Friday 31 March 2017

Visualising a lot

This post is about visualising 'a lot', because it's something I've been thinking about as I write part of a book on GIS. The basic idea I'm exploring here is that when you have a dataset and want to somehow simply visualise 'a lot' - e.g. because the volume of data seems overwhelming - then there are different ways to approach it. For example, if you had millions of points on a map, you could use a hex-binning technique to give a standardised per-area figure, or you could do some kind of visual aggregation or summary in chart form. Or, to convey 'a lot' as a kind of visual device, you could perhaps just do a visual data dump, as I did in this example. Today's 'lot' is from the Gun Violence Archive dataset for the United States in 2015, compiled and released by The Guardian and collated by the Gun Violence Archive. I opted for a fast animation to visualise 'a lot', which I have now updated with a running total (in yellow). Let's go straight to the gif now, showing all gun homicides, one frame per day, for 2015 (and fast - 10 frames per second).

It's supposed to be overwhelming - click it for full size

When I looked at the original dataset at first, which includes, more than 13,000 gun deaths, my immediate thought was 'that's a lot'. All things are relative, of course, but in a global context it's hard to argue against this, particularly when you compare the data to other developed nations. The dataset has precise lat/long details for each incident and also the date and number killed and injured. I then summarised the data by day, plotted the locations as single points and then created 365 frames for this animated gif. It's not supposed to be readable at the micro scale of individual days or incidents, because I wanted to focus attention on the volume of data. A video version that you can pause or play more slowly is embedded below. I also did a slightly slower animated gif, at 5 frames per second, which of course is still somewhat overwhelming, shown below. Update: I have also added a cumulative version, prompted by Simon Rogers, and thanks to a bit of help from Ian Turton.

This is the same as above, but a little slower (73 seconds in total)

In this version, it's cumulative - click to enlarge and start from beginning

The individual frames were created in QGIS and in relation to the max and min values per day you can see those below. The largest number of gun deaths in a single day in 2015 was on July 5th and the lowest was on May 22nd. The mean number killed per incident was 1.12 and the mean per day in 2015 was 35.8 (for a total of 13,067).

The peak month overall in 2015 was also July

This was the only day that the number killed was below 20

There are just over 11,600 incidents recorded in the database but it's quite difficult to get your head around at a national scale. The Guardian already published some great localised mapping of this data, if you're interested. With this example I was just trying to experiment with ways that quickly and simply convey the idea of 'a lot'. The fast animation using thousands of data points is one way of doing this. It's designed with repetition and replay in mind, and the point is not to highlight individual datapoints or days, but to create a kind of cognitive mash where the end result is that you can take away some detail - e.g. most days have between 20 and 50 gun deaths - and also see the locations do, as you'd expect, mirror underlying population patterns. But only to a point. If you look closely you can see that some places are over or under-represented.

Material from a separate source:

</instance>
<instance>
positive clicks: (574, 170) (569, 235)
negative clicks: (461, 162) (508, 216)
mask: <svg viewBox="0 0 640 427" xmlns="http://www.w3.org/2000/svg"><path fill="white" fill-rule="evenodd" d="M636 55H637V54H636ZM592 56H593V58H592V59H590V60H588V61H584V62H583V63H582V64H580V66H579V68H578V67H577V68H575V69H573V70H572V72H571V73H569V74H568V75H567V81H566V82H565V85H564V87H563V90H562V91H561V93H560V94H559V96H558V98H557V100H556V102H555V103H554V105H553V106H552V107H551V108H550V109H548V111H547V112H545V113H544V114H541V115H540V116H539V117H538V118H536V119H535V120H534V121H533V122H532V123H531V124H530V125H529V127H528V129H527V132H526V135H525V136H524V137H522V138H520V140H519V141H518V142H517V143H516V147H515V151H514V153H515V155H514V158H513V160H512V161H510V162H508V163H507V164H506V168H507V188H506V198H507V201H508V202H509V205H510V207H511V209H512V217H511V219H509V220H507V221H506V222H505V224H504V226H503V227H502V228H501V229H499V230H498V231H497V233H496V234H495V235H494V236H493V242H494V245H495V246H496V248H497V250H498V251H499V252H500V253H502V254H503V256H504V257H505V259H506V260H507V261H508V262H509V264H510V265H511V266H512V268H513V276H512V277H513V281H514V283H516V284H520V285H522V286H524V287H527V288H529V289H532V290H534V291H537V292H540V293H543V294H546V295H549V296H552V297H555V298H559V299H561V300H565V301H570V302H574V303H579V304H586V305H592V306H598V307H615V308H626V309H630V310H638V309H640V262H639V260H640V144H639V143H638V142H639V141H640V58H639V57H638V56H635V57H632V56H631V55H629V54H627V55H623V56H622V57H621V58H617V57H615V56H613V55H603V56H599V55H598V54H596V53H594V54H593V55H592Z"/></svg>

There are many ways to powerfully visualise this kind of data, including much more nuanced interactive methods of the kind produced by FiveThirtyEight. My approach here is non-interactive on purpose, but of course it is less visually appealing too. But then I also think that making something beautiful out of something so ugly is not what I want to be doing. All I wanted to achieve was to highlight the volume in the data in a way that anyone could understand and by using one frame per day and plotting the location points I think I'm just about there.

If you're interested in looking at any of the individual frames for a given day, take a look at the Google Drive folder below. You can see individual dates to the top left of each image and also in the file name of each image.

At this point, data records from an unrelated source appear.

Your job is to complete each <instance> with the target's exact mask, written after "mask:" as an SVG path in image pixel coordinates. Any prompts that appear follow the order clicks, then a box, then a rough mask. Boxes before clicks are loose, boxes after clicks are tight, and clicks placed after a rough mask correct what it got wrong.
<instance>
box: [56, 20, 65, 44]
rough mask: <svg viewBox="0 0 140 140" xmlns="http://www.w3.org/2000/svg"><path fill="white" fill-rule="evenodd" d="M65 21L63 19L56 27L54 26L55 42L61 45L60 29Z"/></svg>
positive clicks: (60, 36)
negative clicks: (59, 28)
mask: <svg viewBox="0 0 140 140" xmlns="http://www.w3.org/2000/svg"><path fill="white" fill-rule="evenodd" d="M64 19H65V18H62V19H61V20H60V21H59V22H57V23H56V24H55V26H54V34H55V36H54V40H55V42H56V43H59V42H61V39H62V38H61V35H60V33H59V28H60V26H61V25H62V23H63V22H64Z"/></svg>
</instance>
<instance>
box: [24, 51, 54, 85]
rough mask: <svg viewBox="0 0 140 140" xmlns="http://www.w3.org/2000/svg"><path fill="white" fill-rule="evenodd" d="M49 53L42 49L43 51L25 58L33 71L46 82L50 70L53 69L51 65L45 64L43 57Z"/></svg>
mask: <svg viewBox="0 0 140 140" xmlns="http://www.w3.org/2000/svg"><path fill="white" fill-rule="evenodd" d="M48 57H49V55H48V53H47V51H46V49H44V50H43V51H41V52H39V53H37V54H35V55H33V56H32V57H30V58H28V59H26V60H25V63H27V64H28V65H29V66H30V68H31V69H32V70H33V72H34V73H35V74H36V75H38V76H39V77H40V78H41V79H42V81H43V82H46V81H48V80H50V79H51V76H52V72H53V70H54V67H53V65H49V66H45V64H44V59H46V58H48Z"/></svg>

See all 365 individual days here

Notes: in the Guardian's original csv, I found that the date formats were a bit messed up, so I fixed this and added in some new, corrected date fields to the right of the spreadsheet. I also added in individual columns for day and month. I'm not a gun campaigner, this was just an interesting dataset for me to use. If you have any questions, feel free to get in touch. This data covers homicides only, no suicides. I updated this post on 5 April 2017, to include cumulative totals in the maps. Updated again on 10 April 2017 to include a cumulative version. It looks a bit ugly at the end but then it's a pretty 'ugly' dataset. I thought this was another interesting way of displaying the data.